Increasing mean global temperatures are threatening both freshwater and marine ecosystems and the use of contrasting temperature will enable assessment of the efficacy of the automated analytical platform in quantifying the sensitivity of early life stages to a current global threat. The analytical resource being developed in this project will facilitate the development of a fully automated capability for measuring the responses and sensitivities of embryonic stages to environmental stress across different aquatic species.

The main non-academic beneficiaries of the technology developed during this project will be organisations that could benefit from automated high-throughput systems for phenome-wide measurements. Such organisations include, but are not limited to those that have set agendas focused on prediction and mitigation of the effects of climate change on the world's ecosystems and that quantify the responses of aquatic organisms to environmental pollutants. Phenome-wide physiological measurements in non-model organisms would enable more robust predictions of biological sensitivity to environmental change that would be of considerable interest to the Intergovernmental Panel on Climate Change (IPCC), the United Nations Framework Convention on Climate Change (UNFCCC) and the Convention on Biodiversity (CBD). Within Europe the EU Commissions White paper Adapting to Climate Change, encouraged the development of "measures that address biodiversity loss and climate change in an integrated manner". At the European level, the project outcomes will be of interest to the European Environment Agency (EEA) and its agenda to "...help the Community and member countries make informed decisions about improving the environment".

At the National level, the analytical platform developed in this project relates directly to NERC's overall goal of "delivering world-leading environmental research at the frontiers of knowledge enabling society to respond urgently to global climate change and the increasing pressure on natural resources, contributing to UK leadership in predicting the regional and local impacts of environmental change and creating, and supporting vibrant, integrated, research communities". The technology and its results will also be of relevance to the Environment Agency (EA) in their obligations under the Water Framework Directive to improve and maintain water quality, in this case the biological quality and adaptive potential of freshwater species. We will also make results and the technology developed during this project available to DEFRA's Climate Change Risk Assessment 2017.

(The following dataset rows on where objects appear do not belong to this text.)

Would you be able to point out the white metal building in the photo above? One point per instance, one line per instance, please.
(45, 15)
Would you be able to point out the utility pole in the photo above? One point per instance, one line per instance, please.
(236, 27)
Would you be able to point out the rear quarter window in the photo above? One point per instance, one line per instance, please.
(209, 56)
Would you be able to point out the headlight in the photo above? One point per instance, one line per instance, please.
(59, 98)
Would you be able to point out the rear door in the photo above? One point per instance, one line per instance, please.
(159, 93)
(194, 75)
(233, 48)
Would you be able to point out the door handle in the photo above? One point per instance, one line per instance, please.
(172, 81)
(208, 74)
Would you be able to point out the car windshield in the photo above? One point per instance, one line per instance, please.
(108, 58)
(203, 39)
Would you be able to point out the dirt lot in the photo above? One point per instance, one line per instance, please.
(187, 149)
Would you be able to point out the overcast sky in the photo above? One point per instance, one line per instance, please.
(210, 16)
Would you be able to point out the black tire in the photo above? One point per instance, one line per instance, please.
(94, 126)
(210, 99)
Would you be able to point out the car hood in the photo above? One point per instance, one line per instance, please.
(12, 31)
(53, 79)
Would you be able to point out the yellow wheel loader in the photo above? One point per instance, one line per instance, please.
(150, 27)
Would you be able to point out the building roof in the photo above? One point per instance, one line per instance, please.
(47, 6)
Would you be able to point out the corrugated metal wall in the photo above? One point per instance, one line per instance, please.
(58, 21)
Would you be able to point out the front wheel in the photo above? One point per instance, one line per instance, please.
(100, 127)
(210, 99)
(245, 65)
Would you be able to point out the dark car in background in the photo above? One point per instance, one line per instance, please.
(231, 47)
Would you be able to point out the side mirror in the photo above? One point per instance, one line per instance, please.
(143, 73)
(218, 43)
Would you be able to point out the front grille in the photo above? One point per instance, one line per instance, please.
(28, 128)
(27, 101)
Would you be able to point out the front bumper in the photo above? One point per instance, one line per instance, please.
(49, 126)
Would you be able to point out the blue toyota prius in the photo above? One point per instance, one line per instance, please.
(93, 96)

Research from this project will be disseminated through engagement via educational resources. An educational resource is currently being built by the PI and PDRA, based on videos and data generated using our bio-imaging hardware. This resource provides Virtual Experiments for secondary and undergraduate level educators, offering schools, colleges and universities a cost-effective way of giving pupils important experience in biological observation and experimentation. Video generated during the course of this project will be made available within this educational framework and form a range of educational resources made available to both local schools and undergraduate level Marine Biology students at Plymouth University. Furthermore, during the course of this project the research team will disseminate the aims and technological developments of the project to the public via a public lecture, facilitating dissemination to a wide audience.

The analytical platform developed during the course of this project could have socio-economic impact within the eco-toxicology industry by making viable a broader range of organisms than the traditional model organisms. This could lead to both Reductions in the volume of (protected) animal research, but also Refinements of the end points being employed. These are two of the three principle aims of the 3Rs.